The 2020 Bangabandhu National Football Championship, also known as 2020 Walton National Football Championship (due to sponsorship reason from Walton Group), is the sixth edition of the National Football Championship, the premier competition in Bangladesh for teams representing districts and government institutions. It is organized and hosted by the Bangladesh Football Federation. A total of 78 participants nation-wide will participate in the tournament. The format of the tournament changed in this edition as it is no more a top division league and resuming after 13 years.     

Dhaka Mohammedan are the defending champions by won 2–0 against Dhaka Abahani on 8 January 2006.

Format
Along with 63 districts football teams excluding only Kishoreganj, three service teams, six public universities, five education boards, and Bangladesh Krira Shikkha Protishthan will participate in the tournament. The participants districts have been divided in eight zones named Padma, Meghna, Jamuna, Shitalakshya, Brahmaputra, Surma, Chitra and Buriganga. Each zone consists eight teams except Surma, which contains seven teams. There will be knockout matches in every zone which will be played on home and away basis. In first round, a pair of teams of every zone will play each other which will decide four winners. In second round, that four winners in each zone will play zonal semifinal. In third round, the semi-final winners will face each other in zonal final. The champion from each zone will qualify for the final round. 

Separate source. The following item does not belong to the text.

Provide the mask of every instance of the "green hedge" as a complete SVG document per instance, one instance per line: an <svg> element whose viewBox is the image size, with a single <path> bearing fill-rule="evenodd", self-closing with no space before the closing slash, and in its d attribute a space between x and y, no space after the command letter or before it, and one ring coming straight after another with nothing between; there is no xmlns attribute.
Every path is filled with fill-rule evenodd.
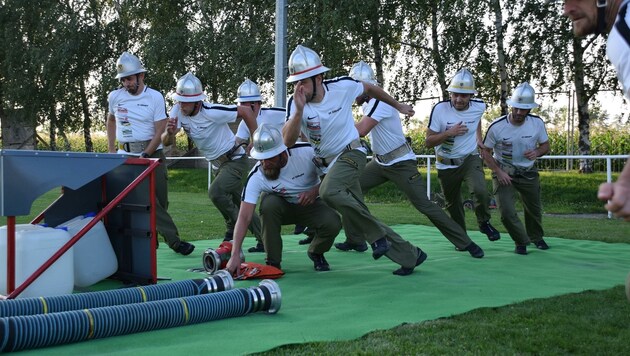
<svg viewBox="0 0 630 356"><path fill-rule="evenodd" d="M551 143L552 155L564 155L567 152L567 137L564 132L549 131L549 141ZM409 138L413 146L414 152L419 155L432 155L432 148L424 146L425 129L414 129L409 131ZM46 137L40 134L40 137ZM186 151L188 148L188 139L186 135L180 132L177 135L177 148ZM83 136L72 134L68 136L72 151L85 151L85 142ZM630 132L624 130L600 130L591 133L591 154L592 155L626 155L630 153ZM577 149L578 137L573 137L573 147ZM104 133L96 133L92 136L94 152L107 152L107 137ZM576 153L574 153L576 154Z"/></svg>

Teams representing education boards, universities & the services teams—a total of 15 teams—are divided in four groups in Sheba zone. The teams of this zone will play on round-robin basis. Champion and runners-up of Sheba zone will join eight zonal champions in the final round.

Championship round
In the championship round ten teams will contest: the eight winner teams from eight zones and two services teams.

Qualified teams
 Bangladesh Army
 BKSP
 Comilla District
 Cox's Bazar District
 Khulna District
 Netrokona District
 Pabna District
 Rangpur District
 Satkhira District
 Sylhet District

Sponsorship
The title sponsor of 2020 Bangabandhu National Football Championship is Walton Group.